10. April 2025, Berlin

Post vom Notar. Wegen eines Vertrags, den ich unterschreiben muss. Im Schreiben heißt es: „Beiliegend übersende ich Ihnen eine Fotokopie meiner vorgenannten Urkunde und einen Genehmigungsentwurf zu dieser Urkunde zur gefälligen Kenntnisnahme und Bedienung.“

Das klingt hübsch. „Zur gefälligen Kenntnisnahme und Bedienung.“ Was mache ich allerdings, wenn mir der Vertrag nicht gefällt. Unterschreibe ich ihn dann ungefällig? Und mit was bedient man einen Vertrag? Am besten mit einem Aperol Spritz, denn irgendwie muss das Zeug ja weg.

11. April 2025, Berlin

Laufe seit längerem mal wieder dem Prediger über den Weg. Die Wintermonate haben ihm nicht gutgetan. Seine Jacke ist stark verschmutzt, das Gesicht aufgedunsen und der Blick glasig. Er brabbelt irgendetwas unverständliches.

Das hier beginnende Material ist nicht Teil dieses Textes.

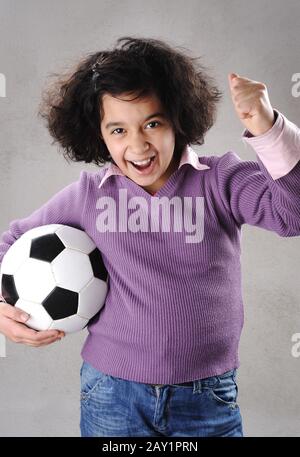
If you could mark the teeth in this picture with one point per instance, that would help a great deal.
(142, 162)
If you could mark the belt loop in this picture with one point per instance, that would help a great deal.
(198, 386)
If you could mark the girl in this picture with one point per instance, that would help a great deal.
(161, 357)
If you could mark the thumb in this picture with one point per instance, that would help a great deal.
(12, 312)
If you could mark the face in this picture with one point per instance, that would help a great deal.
(135, 131)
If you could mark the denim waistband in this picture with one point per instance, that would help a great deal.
(204, 382)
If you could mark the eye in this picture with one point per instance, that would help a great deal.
(119, 128)
(154, 122)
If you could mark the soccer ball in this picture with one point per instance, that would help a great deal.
(56, 274)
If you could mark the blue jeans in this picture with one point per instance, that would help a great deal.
(112, 406)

Die Tiraden des Predigers haben mich immer sehr beeindruckt. Wie er mit donnernder Stimme und bemerkenswerter Eloquenz seine Botschaften verkündet hat. Häufig gegen die katholische Kirche, wenn er vor dem Kloster gegenüber stand. Jetzt wirkt er verwirrt und murmelt unzusammenhängende Worte vor sich hin.

Später sehe ich, wie er einen älteren Mann in einem Straßencafé belästigt, bis sich die beiden anbrüllen. Ich tippe auf zu viele und zu schlechte Drogen. Hoffentlich geht es dem Prediger bald wieder besser. Im Rahmen seiner Möglichkeiten.

12. April 2025, Berlin

Abends Essen im Paris-Moskau. Das war unser Weihnachtsgeschenk für meine Eltern. Seit einigen Jahren ist es bei uns gute Sitte, nur noch Geschenke zu machen, die konsumiert werden und bei denen wir gemeinsame Zeit verbringen. Auf keinen Fall etwas, das rumsteht und regelmäßig abgestaubt werden muss. Und später entsorgt werden muss. Von meinem Bruder oder mir.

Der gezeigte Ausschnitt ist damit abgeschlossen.